Although I eat to my heart’s content (think at least 1,000 calories), I’ve noticed lately that I’m getting hungry again quite soon after these smorgasbords. Is this just a matter of my body wanting to replace the calories burned during exercise, or is there something more at work here?
Dr. Prescott prescribes
Knowing your pace, I suspect your hourlong runs usually cover eight or nine miles. That means you’re burning roughly 800-900 calories on your run. Throw in the fact that even without exercise you’d typically need a breakfast of a few hundred calories to make up for the caloric deficit you’d accumulated while you slept (and didn’t eat), and I’d say that you might require a breakfast of 1,000 to 1,200 calories to refill your tank.
So your carb-fest should be doing the refueling trick. Still, there could be another factor at work here that’s pushing the needle back to “E” faster than usual: the fabled exercise “afterburn” effect.

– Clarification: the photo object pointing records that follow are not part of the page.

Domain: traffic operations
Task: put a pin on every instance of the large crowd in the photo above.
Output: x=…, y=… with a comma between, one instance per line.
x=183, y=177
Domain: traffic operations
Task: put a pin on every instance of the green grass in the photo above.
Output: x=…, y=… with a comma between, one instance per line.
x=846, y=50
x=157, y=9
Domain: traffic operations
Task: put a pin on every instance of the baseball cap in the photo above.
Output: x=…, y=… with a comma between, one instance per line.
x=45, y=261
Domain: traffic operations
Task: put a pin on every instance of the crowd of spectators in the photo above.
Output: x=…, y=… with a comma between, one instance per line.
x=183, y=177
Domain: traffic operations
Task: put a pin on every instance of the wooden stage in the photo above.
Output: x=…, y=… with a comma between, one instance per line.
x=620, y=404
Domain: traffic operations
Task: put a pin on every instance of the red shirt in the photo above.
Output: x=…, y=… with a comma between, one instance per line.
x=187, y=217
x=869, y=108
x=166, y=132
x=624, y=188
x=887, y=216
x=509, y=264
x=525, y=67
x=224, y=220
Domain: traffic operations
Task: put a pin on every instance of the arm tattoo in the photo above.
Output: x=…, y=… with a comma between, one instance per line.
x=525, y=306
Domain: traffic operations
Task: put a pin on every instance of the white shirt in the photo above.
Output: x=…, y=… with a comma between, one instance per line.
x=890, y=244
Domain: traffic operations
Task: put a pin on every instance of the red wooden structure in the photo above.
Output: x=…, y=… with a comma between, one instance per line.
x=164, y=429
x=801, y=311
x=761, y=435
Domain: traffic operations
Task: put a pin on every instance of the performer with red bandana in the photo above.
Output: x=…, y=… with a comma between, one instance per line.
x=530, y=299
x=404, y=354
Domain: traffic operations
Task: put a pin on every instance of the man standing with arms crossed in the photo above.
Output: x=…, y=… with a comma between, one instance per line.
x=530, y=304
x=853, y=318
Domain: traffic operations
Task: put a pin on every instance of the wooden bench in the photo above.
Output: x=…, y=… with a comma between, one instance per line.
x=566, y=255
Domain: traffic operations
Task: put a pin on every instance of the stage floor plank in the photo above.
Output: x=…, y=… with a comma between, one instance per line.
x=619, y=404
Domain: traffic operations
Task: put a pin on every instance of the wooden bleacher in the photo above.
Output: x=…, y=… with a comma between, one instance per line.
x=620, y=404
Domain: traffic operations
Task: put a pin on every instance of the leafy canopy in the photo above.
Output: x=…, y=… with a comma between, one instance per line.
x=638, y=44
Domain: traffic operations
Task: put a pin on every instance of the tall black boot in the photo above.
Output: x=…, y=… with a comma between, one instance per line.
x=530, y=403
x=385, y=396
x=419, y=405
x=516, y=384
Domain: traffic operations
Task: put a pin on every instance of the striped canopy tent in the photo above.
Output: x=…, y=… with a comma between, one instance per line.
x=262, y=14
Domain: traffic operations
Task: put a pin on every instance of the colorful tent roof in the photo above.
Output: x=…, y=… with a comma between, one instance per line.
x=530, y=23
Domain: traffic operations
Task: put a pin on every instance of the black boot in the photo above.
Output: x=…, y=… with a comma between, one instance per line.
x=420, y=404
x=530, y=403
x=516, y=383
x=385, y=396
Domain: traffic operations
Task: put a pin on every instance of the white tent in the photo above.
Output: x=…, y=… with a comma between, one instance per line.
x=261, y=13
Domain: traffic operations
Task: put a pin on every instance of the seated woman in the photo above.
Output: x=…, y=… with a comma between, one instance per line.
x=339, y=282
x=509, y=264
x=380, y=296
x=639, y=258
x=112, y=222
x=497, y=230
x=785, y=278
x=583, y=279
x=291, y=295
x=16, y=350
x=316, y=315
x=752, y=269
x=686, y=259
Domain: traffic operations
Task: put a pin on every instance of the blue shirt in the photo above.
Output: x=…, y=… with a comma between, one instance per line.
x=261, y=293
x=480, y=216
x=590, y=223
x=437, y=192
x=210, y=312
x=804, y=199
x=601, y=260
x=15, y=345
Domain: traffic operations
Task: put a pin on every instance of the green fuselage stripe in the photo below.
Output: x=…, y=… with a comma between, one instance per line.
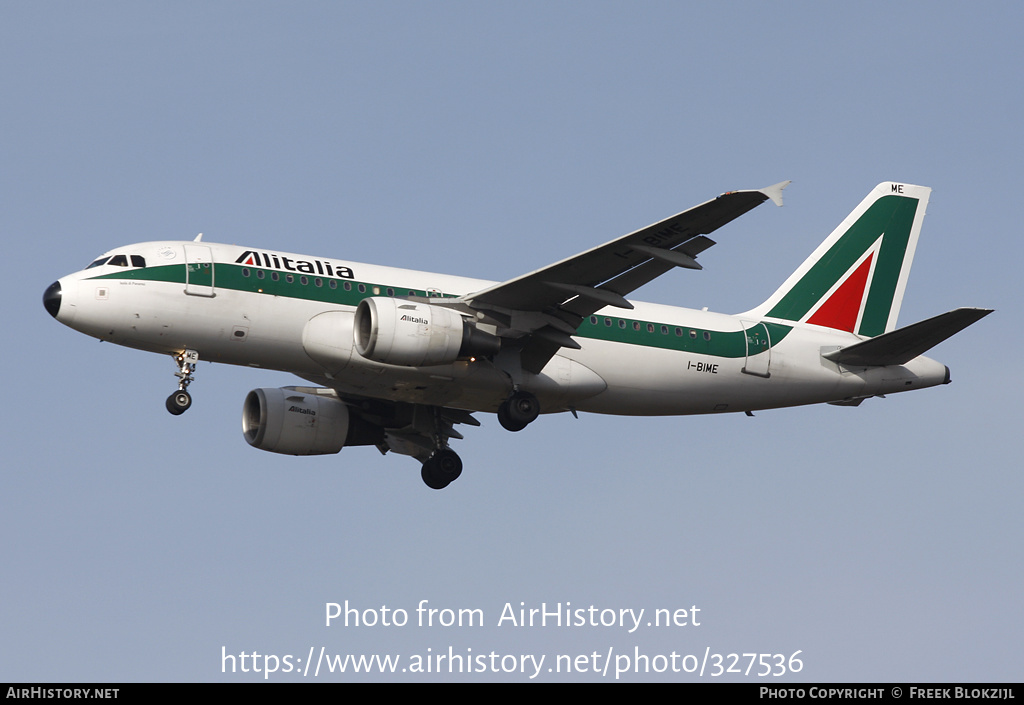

The hypothesis goes something like this: When you exercise, you rev up your body’s metabolism. Because things in motion want to stay in motion, even after you stop exercising, your body’s engine continues to rev for some time following the workout.
Thus, even once you stop running, you continue to burn up more fuel for some period following exercise.
The only problem with this hypothesis is that it hasn’t always held up in research studies.
Some have found no post-exercise effect.
Others obtained results that were negligible. Yet others identified significant afterburn — to the tune of hundreds of extra calories.
The newest addition to the literature, which appeared this year in the journal Medicine & Science in Sports & Exercise, suggests that afterburn is the real deal. But only under certain circumstances.
When study subjects worked out a high intensity (70 percent or better of their aerobic capacity) for 45 minutes, they burned an average of 420 calories. Then, over the next 14 hours, they burned an additional 190 calories versus days when they didn’t exercise.
This contrasts with studies where subjects exercised less intensely and for shorter periods of time — and researchers found no additional calories burned once the workouts were over.
Though far from settled, this research suggests that your quick-toreturn hunger may be caused by your long runs. The sustained, intense effort may be keeping your body’s metabolism fired up even after you’ve finished your run. What a nice problem to have.